The worst part about the censorship regime was that it was maddeningly arbitrary. Books that circulated for years might be banned without warning. Customs officials might declare a book legal only to have the Post Office issue its own ban. A judge or jury could acquit a book one day and condemn it the next, and the wording of the statutes themselves stoked confusion. The New York law described criminal literature with what Ernst called the “six deadly adjectives”:
obscene, lewd, lascivious, filthy, indecent
and
disgusting
—lawmakers kept adding words when they updated the law. Multiplying the number of adjectives was a way of papering over the elusiveness of any given designation. What was the difference between
obscene
and
lascivious
? If a judge seemed reluctant to find something
lewd,
a prosecutor could argue that it was
disgusting
—and every one of those adjectives was subjective. Unpredictable standards amplified the power of obscenity laws far beyond the way they were enforced because writers and publishers who couldn’t risk prosecution stayed well within objectionable bounds. The marketplace of ideas was being crushed under the tyranny of uncertainty.
Ernst started fighting that tyranny by defending birth control advocates. In 1928, he defended an educational manual by Mary Ware Dennett called
The Sex Side of Life
, which had a remarkable nationwide demand. Dennett got mail orders from schools, public health departments and the YMCA.
The Sex Side of Life
had been in circulation for nearly a decade before the Post Office banned it under the Comstock Act in 1926. Dennett suspected that the ban was retribution for her outspoken criticism of the postal authority, and she approached the ACLU’s co-general counsel, Arthur Garfield Hays, to intervene. Hays was eager to expand the judiciary’s First Amendment readings, but World War I–era decisions made it clear that the courts wouldn’t overturn a postal ban.

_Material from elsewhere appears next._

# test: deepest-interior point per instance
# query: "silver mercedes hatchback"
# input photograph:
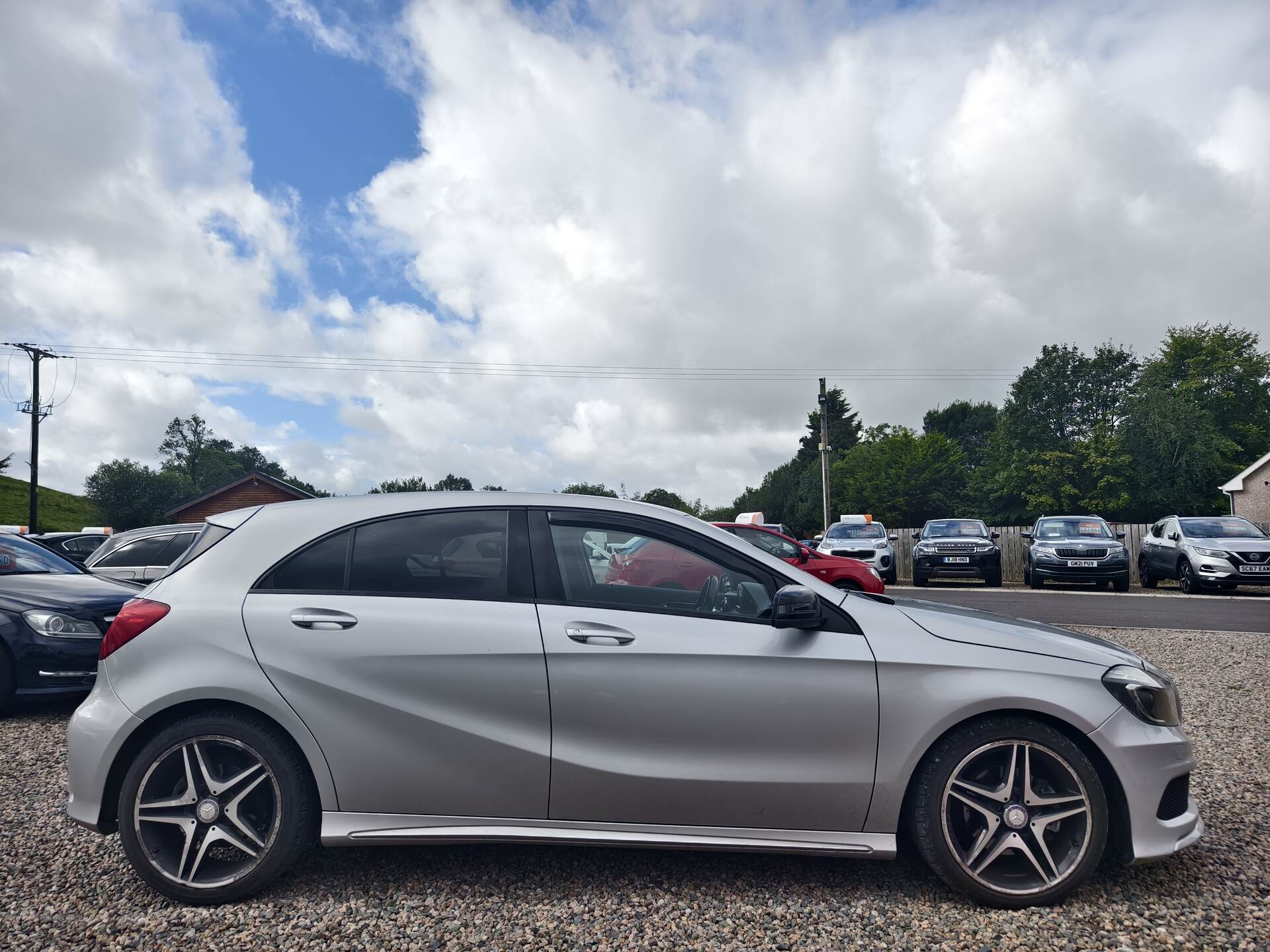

Two years later, the only other ACLU board member willing to fight for “nonpolitical” speech took up Dennett’s cause pro bono. Morris Ernst wanted people to see Mary Ware Dennett as a victim of bullying censors, and the government made his job easier. Shortly after Ernst took the case, a Post Office inspector sent Dennett a decoy letter requesting
The Sex Side of Life
. When it arrived in the mail, the government brought criminal obscenity charges against her. An outcry followed her conviction in federal court, and by the time Ernst won the case in a 1930 appeal, the public had been so roused that the ACLU opened a new front in the fight for free speech, and Morris Ernst was one of its leaders.